Не так уж холодно было на улице, как показалось ему с тепла, но скоро в носу закололо льдинками. Пар вылетал изо рта тугим облачком, будто упирался во что-то, на ресницы оседал иней, и они склеивались. Опушка на шапке и подвязанные под подбородком уши тоже забахромились инеем. Чтобы такой мороз был еще когда-то, Котька не помнил, по крайней мере на его веку не было.
Решил взять санки и скатиться на них по взвозу до самых лунок. Но санок под крыльцом не оказалось, зато разглядел следы от их полозьев. Значит, отец нагрузил на них вентеря и пешню, чтоб на себе бутор не тащить. Из-под доски завалинки торчал воробьиный хвост — рыженький, с черной окантовкой. Котька быстро прикрыл его варежкой, однако воробей не зашебаршил. Он осторожно отвел руку, и птичка выпала, стукнулась о носок валенка мерзлой картофелиной.
— Замерз, дурашка. — Котька поднял его. Воробышек лежал на варежке, притянув лапки к пепельному брюшку, смотрел белыми от выступивших и замерзших слез глазами.
Солнце недавно приподнялось над землей: багровый шар с оттопыренными багровыми же ушами, которые никак не могли оторваться от горизонта и, казалось, сдерживали, не пускали вверх светило. Котька варежкой продавил в сугробе у завалинки лунку, спрятал я ней воробья, сверху загреб сухим, как песок, снегом.
— Кореша́ на чердаке возле труб ночуют, а ты там чего не уместился? — произнес он над могилкой. — Вместе теплее, и от трубы греет. Поссорился, наверное, они и выгнали.
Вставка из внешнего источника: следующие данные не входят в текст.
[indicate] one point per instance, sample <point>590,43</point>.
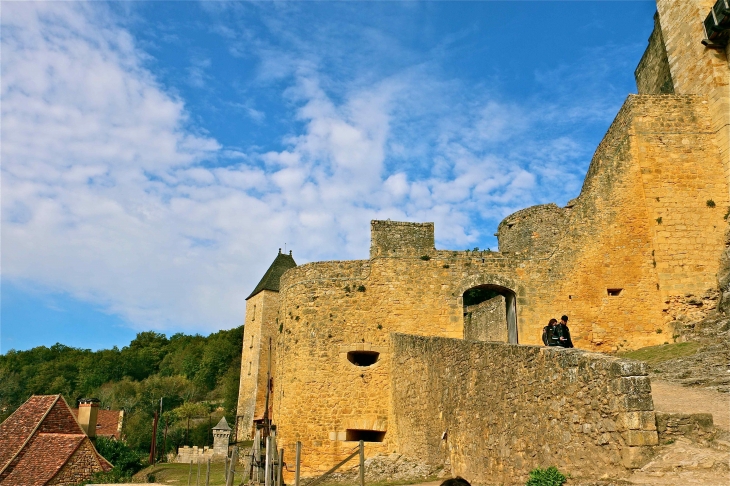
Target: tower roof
<point>270,280</point>
<point>222,425</point>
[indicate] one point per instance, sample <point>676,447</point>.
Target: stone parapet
<point>497,411</point>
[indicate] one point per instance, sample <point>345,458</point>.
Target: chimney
<point>88,411</point>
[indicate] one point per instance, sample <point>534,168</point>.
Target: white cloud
<point>108,190</point>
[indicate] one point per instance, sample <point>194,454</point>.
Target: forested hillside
<point>196,376</point>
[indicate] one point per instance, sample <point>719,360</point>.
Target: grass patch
<point>174,473</point>
<point>665,352</point>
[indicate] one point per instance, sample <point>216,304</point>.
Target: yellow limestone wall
<point>657,160</point>
<point>642,224</point>
<point>695,68</point>
<point>260,324</point>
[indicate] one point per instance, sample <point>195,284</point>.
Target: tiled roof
<point>222,425</point>
<point>17,429</point>
<point>46,453</point>
<point>107,422</point>
<point>270,280</point>
<point>38,439</point>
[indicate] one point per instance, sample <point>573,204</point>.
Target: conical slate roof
<point>270,280</point>
<point>222,425</point>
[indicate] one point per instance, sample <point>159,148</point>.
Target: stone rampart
<point>652,74</point>
<point>395,238</point>
<point>535,230</point>
<point>486,321</point>
<point>497,411</point>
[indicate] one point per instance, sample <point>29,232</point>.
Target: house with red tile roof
<point>41,443</point>
<point>108,422</point>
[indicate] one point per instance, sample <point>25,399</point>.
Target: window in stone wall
<point>363,358</point>
<point>364,435</point>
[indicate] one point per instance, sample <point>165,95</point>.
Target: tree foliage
<point>195,376</point>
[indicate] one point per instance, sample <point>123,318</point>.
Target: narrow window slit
<point>363,358</point>
<point>364,435</point>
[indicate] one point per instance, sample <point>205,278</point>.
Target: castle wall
<point>261,323</point>
<point>497,411</point>
<point>486,321</point>
<point>653,75</point>
<point>615,266</point>
<point>695,68</point>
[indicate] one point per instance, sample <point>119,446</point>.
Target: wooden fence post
<point>280,479</point>
<point>297,463</point>
<point>267,470</point>
<point>362,463</point>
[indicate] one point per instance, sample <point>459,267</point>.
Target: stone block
<point>641,437</point>
<point>635,457</point>
<point>637,420</point>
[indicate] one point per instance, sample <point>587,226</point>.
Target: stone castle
<point>414,350</point>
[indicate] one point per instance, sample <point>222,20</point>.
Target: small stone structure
<point>221,438</point>
<point>217,453</point>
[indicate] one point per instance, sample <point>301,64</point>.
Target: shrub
<point>546,477</point>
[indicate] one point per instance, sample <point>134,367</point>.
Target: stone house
<point>41,443</point>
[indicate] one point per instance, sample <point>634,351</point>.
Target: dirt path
<point>670,397</point>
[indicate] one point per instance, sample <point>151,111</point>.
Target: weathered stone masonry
<point>496,411</point>
<point>645,235</point>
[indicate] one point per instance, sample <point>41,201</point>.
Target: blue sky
<point>155,155</point>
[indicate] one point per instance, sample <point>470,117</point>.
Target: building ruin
<point>384,349</point>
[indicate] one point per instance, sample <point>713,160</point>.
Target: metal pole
<point>298,461</point>
<point>362,463</point>
<point>267,472</point>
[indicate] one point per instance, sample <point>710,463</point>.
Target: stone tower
<point>221,437</point>
<point>260,327</point>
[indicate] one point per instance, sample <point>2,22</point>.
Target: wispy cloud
<point>112,194</point>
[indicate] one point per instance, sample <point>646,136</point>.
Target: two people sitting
<point>557,334</point>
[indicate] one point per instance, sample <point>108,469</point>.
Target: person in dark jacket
<point>547,333</point>
<point>563,333</point>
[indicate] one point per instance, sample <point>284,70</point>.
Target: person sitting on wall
<point>548,333</point>
<point>563,333</point>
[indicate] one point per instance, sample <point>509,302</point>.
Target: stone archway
<point>490,308</point>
А тут конец тебе пришел одному, видишь?
«Раз пришла общая беда, людям против нее надо плотнее друг к другу придвинуться, чтобы комком держаться», — припомнил Котька слова деды Гоши, бывшего матроса давних, еще цусимских времен. Подумал, что воробьям тоже надо дружнее быть. Война и для них — беда. Она всему — враг. И еще подумал, как давно не проведывал деда, надо сбегать к нему. Махры из отцового кисета отсыпать чуток или попросить — отец даст. Всегда дает. Дед трубку изо рта не выпрастывает, а с табачком худо. Кто что принесет, тому и рад. И обязательно расскажет что-нибудь из своих морских приключений, больше ему отблагодарить нечем. Поселковая ребятня вечно толчется в его одинокой каморке.
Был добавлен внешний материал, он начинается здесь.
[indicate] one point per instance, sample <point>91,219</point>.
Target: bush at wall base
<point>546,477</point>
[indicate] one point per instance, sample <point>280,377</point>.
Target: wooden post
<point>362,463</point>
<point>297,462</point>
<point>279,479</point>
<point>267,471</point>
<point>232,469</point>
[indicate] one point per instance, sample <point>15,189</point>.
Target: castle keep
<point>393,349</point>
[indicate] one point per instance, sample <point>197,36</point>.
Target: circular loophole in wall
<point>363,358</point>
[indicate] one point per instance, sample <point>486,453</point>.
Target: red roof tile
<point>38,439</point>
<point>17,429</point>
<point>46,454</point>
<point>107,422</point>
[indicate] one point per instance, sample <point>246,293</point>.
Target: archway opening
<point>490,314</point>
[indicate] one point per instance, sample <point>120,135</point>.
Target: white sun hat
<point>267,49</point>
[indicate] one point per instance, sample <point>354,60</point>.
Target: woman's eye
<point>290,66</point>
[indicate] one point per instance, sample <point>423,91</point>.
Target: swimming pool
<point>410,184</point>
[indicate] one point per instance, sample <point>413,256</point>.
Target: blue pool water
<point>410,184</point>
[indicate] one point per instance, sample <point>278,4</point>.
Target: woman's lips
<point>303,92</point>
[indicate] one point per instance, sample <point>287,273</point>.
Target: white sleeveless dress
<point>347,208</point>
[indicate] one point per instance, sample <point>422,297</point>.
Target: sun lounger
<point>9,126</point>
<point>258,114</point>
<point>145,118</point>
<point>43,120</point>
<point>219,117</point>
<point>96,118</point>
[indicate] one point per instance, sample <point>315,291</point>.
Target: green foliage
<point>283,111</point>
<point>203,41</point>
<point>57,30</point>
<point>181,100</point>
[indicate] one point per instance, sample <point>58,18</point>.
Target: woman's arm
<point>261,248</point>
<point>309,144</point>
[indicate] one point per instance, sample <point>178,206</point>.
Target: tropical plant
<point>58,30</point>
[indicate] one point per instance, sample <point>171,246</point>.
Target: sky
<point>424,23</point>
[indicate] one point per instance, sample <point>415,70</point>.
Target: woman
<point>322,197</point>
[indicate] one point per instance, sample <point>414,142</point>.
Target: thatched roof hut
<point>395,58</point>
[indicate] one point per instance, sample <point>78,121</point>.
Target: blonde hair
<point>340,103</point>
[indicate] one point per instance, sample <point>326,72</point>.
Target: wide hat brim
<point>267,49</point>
Мимо дома неходко бежала лошадка. На укатанной ветрами дороге сани заносило, полозья оставляли на раскатах широкий зеркальный след. Лошадка трусила, екала селезенкой, роняя меж оглобель парящие катышки. В передке саней копной восседал Дымокур, утопив голову в поднятом воротнике тулупа. Позади него в козьей дохе лежал Ванька, пристроив ноги в огромных катанках на обтертый до лоска березовый обвод. Из-под него далеко назад торчал лиственный бастриг, привязанная к копылкам тащилась за санями веревка.
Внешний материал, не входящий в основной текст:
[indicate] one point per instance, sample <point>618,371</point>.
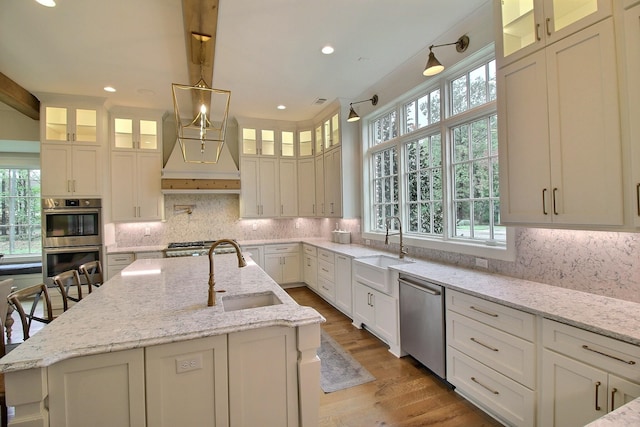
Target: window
<point>432,160</point>
<point>20,229</point>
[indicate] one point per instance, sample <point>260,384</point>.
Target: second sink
<point>249,301</point>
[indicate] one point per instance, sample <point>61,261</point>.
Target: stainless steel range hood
<point>179,176</point>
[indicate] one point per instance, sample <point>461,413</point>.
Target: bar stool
<point>92,271</point>
<point>31,294</point>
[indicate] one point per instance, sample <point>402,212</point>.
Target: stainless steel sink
<point>249,301</point>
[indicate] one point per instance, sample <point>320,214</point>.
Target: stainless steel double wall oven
<point>71,234</point>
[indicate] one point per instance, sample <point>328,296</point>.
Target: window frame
<point>447,242</point>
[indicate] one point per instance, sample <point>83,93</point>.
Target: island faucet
<point>241,263</point>
<point>403,251</point>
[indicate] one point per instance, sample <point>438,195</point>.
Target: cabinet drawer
<point>500,395</point>
<point>326,270</point>
<point>120,259</point>
<point>507,354</point>
<point>309,250</point>
<point>282,248</point>
<point>606,353</point>
<point>499,316</point>
<point>326,288</point>
<point>325,255</point>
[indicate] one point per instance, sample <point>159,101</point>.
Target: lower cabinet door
<point>263,378</point>
<point>187,383</point>
<point>573,393</point>
<point>99,390</point>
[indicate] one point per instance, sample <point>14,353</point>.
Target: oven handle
<point>66,211</point>
<point>67,249</point>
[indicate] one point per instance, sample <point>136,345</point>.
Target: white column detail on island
<point>309,374</point>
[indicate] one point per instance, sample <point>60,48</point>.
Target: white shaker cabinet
<point>528,25</point>
<point>136,186</point>
<point>259,196</point>
<point>559,133</point>
<point>632,57</point>
<point>584,375</point>
<point>71,170</point>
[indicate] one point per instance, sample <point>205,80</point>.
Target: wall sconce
<point>353,116</point>
<point>434,66</point>
<point>201,113</point>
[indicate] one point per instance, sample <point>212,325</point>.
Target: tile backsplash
<point>603,263</point>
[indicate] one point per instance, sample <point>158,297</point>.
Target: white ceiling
<point>267,51</point>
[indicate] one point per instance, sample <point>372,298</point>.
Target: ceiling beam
<point>17,97</point>
<point>201,17</point>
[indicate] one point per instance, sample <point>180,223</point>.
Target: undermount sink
<point>374,271</point>
<point>249,301</point>
<point>382,261</point>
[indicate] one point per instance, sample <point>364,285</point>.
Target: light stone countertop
<point>158,301</point>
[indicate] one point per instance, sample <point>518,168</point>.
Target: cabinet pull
<point>483,344</point>
<point>548,26</point>
<point>483,311</point>
<point>613,394</point>
<point>484,386</point>
<point>628,362</point>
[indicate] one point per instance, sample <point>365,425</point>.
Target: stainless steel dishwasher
<point>422,322</point>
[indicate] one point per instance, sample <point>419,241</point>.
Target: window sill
<point>502,253</point>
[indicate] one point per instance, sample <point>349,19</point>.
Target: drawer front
<point>309,250</point>
<point>120,259</point>
<point>327,289</point>
<point>506,319</point>
<point>325,255</point>
<point>326,270</point>
<point>282,248</point>
<point>606,353</point>
<point>498,394</point>
<point>505,353</point>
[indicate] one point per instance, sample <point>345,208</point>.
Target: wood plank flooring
<point>404,393</point>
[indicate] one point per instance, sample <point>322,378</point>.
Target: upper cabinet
<point>71,124</point>
<point>136,130</point>
<point>73,134</point>
<point>528,25</point>
<point>559,134</point>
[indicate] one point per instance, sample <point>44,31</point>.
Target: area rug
<point>338,370</point>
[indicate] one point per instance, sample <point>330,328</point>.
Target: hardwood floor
<point>404,393</point>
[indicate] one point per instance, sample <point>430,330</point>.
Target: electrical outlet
<point>189,363</point>
<point>482,263</point>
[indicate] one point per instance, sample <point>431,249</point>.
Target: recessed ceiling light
<point>47,3</point>
<point>327,50</point>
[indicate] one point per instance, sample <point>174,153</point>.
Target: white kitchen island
<point>145,350</point>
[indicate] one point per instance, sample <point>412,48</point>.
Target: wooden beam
<point>201,17</point>
<point>15,96</point>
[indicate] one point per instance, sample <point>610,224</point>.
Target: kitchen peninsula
<point>145,350</point>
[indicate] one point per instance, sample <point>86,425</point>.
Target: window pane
<point>478,87</point>
<point>459,95</point>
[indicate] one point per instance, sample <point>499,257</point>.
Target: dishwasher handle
<point>419,286</point>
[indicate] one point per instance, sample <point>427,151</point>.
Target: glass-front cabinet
<point>258,142</point>
<point>71,124</point>
<point>528,25</point>
<point>305,143</point>
<point>136,130</point>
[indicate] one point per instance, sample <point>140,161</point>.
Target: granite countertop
<point>158,301</point>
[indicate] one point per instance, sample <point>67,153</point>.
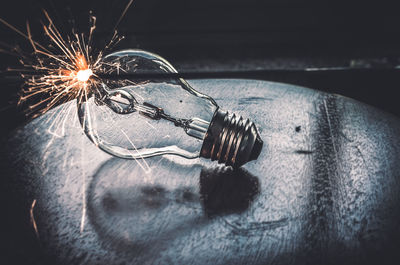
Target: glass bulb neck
<point>231,140</point>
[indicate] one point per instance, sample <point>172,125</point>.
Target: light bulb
<point>140,117</point>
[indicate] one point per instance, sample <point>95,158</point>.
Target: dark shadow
<point>226,190</point>
<point>138,218</point>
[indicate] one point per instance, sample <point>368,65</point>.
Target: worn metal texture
<point>325,189</point>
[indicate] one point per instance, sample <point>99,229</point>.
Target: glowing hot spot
<point>84,75</point>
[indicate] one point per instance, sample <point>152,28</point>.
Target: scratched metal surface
<point>325,188</point>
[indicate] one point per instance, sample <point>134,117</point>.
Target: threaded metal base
<point>231,140</point>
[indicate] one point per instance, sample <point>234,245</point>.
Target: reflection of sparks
<point>33,218</point>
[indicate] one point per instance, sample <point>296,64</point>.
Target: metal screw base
<point>231,140</point>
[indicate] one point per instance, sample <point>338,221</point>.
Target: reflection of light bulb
<point>145,117</point>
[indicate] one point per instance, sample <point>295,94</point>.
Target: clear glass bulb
<point>149,113</point>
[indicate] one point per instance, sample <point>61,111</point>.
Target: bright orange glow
<point>84,75</point>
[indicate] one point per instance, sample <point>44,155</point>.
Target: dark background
<point>237,39</point>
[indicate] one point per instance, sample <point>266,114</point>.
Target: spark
<point>33,218</point>
<point>65,69</point>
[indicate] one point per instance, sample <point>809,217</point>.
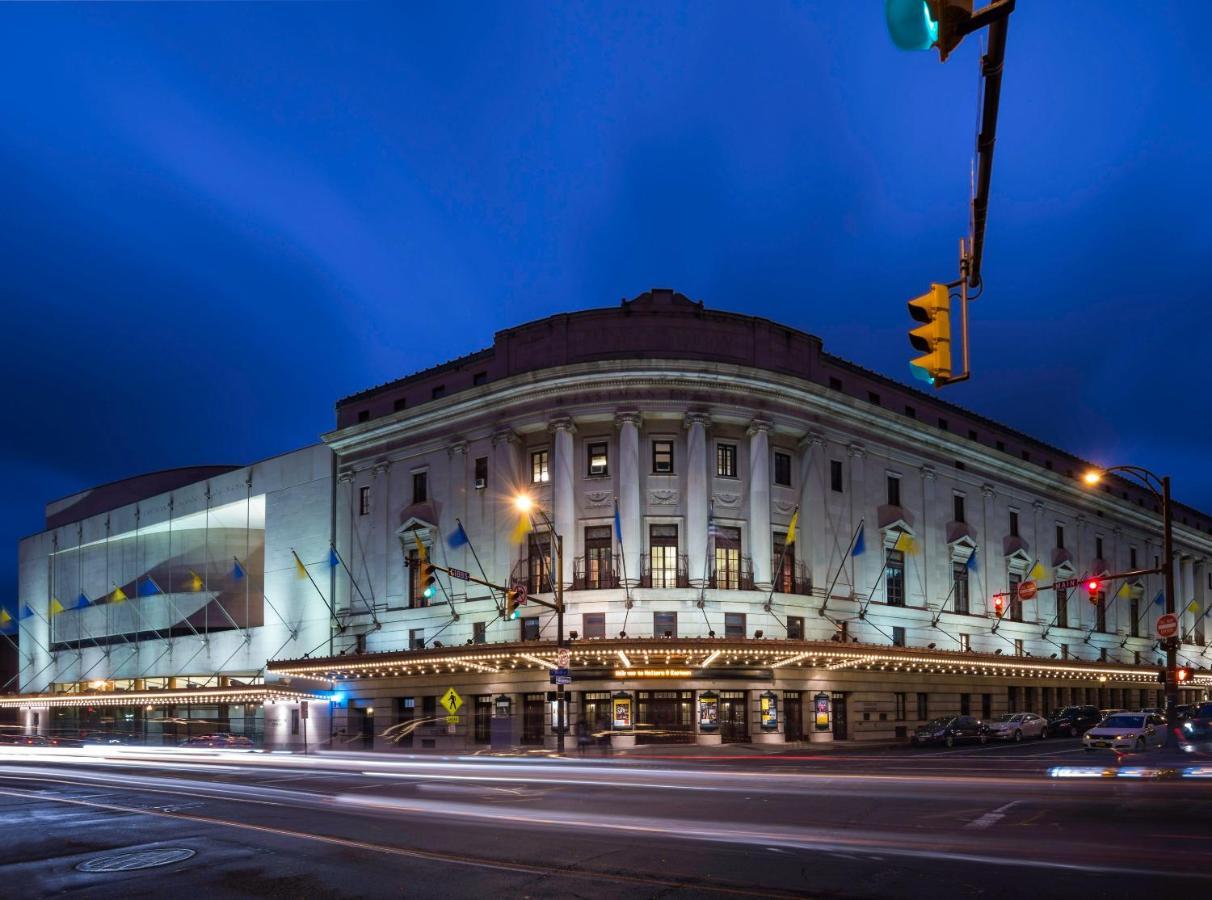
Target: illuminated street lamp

— Дядя Филипп! — крикнул Котька. — Увязку оторвете!
Дымокур тпрукнул, неуклюже выбрался на дорогу. Огибая сани, ткнул Ваньку в затылок лохматой шубенкой. Тот молча снес тычок, даже шапку не поправил.
— К батьке собрался? А че спишь долго? Он там без тебя всюё рыбу повыловил, чего там делать тебе, — сматывая кольцами неподатливую веревку, подтрунил Дымокур. — Но да иди. Поймашь чего, на уху прибеги звать. Мы-то за сеном, аж эвон куда, на Астраханские луга. Все ближние покосы перепахали в осень под зябь. Установка, вишь ты, такая спущена…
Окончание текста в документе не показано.